Mardi 16 février, par 20 voix contre 15, le Sénat de l’État américain de Dakota du Sud a approuvé un projet de loi concernant l’utilisation des toilettes, des vestiaires et des salles d’eau, par les étudiants des écoles publiques. Le but : attribuer l’usage des commodités en fonction de « l’état physique de l’homme ou de la femme tel qu’il est déterminé par ses chromosomes et identifié à la naissance par son anatomie« .
Elle souhaite donc interdire aux personnes transgenres, même si celles-ci ne sont pas clairement citées par le texte, d’utiliser les toilettes de leur choix.
Le projet de loi propose la mise en place de toilettes individuelles et unisexes, mais dans des cas bien précis. Il faut que l’élève amène un papier signé de ses parents ou de son tuteur affirmant qu’il ne veut pas utiliser les toilettes allouées à son sexe « biologique »… et que cela ne représente pas une contrainte, notamment budgétaire, pour l’école. Après réception du projet de loi, le gouverneur républicain Dennis Daugaard dispose de 5 jours, soit jusqu’au 21 février, pour approuver ou rejeter le texte. S’il décide de le signer, le Dakota du Sud deviendra le premier État du pays à faire passer une loi de ce type.
Auparavant, Dennis Daugaard, 62 ans, avait déclaré lors d’une conférence de presse relatée par le site de news locales Argus Leader (branche d’USA Today) n’avoir jamais rencontré de personne transsexuelle au cours de sa vie – et « ne pas compter le faire, dans un souci d’objectivité« . Mercredi 17 février, après plusieurs rebondissements, il a finalement accepté d’échanger avec des étudiants transgenre. Il s’entretiendra également avec le groupe de sénateurs qui ont voté pour cette mesure.
Les sénateurs en question sont guidés par un républicain, Brock Greenfield. Ils justifient ce projet de loi par leur volonté de « protéger l’intimité des enfants« . Ce discours prend racine dans l’idée – ô combien fausse, mais répandue – qu’empêcher des hommes (qui se considèrent femmes) d’entrer dans les toilettes des femmes revient à protéger ces dernières de potentielles agressions ou de voyeurisme. La presse anglophone a baptisé cette légende urbaine « the bathroom myth » – la mythologie des toilettes, en version française. L’approbation de projet de loi en Dakota du Sud intervient une semaine après le rejet d’une même proposition faite dans l’État de Virginie. Cela dit, même si le texte est ratifié par le gouverneur Daugaard, il sera néanmoins susceptible de se heurter à l’échelon fédéral.

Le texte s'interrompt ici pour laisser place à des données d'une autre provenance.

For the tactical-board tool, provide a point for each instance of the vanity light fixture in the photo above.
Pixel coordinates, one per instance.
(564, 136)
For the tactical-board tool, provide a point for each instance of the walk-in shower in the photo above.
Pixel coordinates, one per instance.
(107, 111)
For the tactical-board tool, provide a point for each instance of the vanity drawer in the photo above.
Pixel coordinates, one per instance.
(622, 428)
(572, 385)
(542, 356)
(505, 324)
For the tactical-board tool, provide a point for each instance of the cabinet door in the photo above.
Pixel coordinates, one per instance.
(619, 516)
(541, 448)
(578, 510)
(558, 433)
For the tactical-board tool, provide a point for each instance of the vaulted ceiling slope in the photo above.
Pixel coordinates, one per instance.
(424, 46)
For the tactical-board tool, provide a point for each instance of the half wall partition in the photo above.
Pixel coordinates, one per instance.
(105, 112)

La mesure peut être jugée incompatible avec l’amendement « Title IX« , qui interdit les discriminations sexuelles dans les écoles publiques.

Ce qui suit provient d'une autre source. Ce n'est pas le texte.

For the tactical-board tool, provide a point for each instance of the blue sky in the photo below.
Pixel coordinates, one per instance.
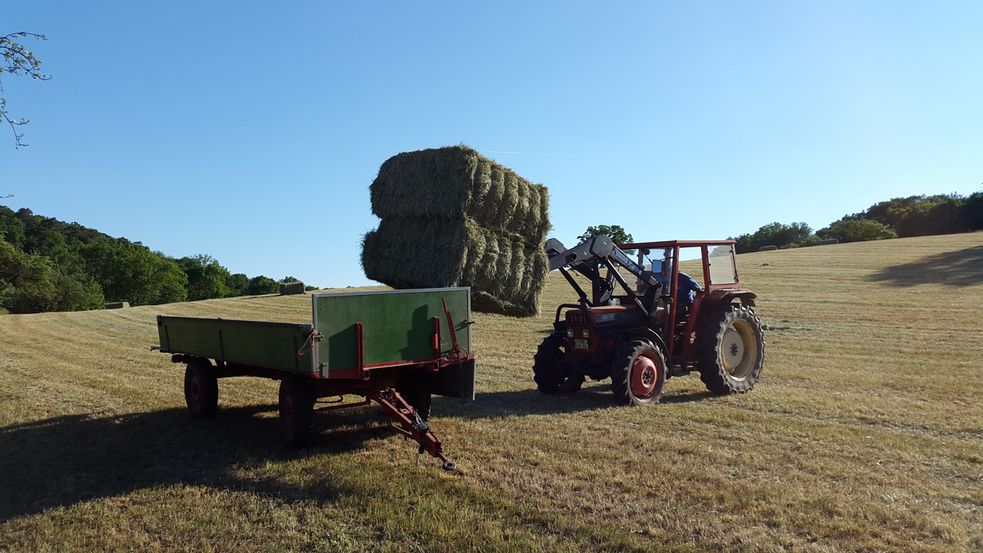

En attendant le verdict du gouverneur, les opposants au texte se mobilisent. Les Démocrates redoutent une diminution du tourisme dans l’État, sur le modèle de l’Indiana qui déplore un manque à gagner avoisinant les 60 millions de dollars depuis le boycott de cette destination après l’approbation d’une loi jugée anti LGBT, souligne le Times.
Au-delà de l’impact économique, Bernie Hunhoff, membre du Sénat, déclare :« Ce sont des enfants très à risque dans leurs écoles … C’est déjà un lourd fardeau, n’en rajoutons pas ». Même son de cloche du côté des militants LGBT : « Les jeunes LGBT sont quatre fois plus à même de commettre des tentatives de suicide que leurs pairs hétérosexuels. 41% des transgenres ou de ceux qui ne se reconnaissent pas dans leur sexe « biologique » ont fait des tentatives de suicide. 41%, par rapport à 4,6%, la moyenne nationale » affirmait déjà en janvier dernier Thomas Christiansen, un activiste local, dans un communiqué intitulé « L’égalité EST une valeur du Dakota du Sud ».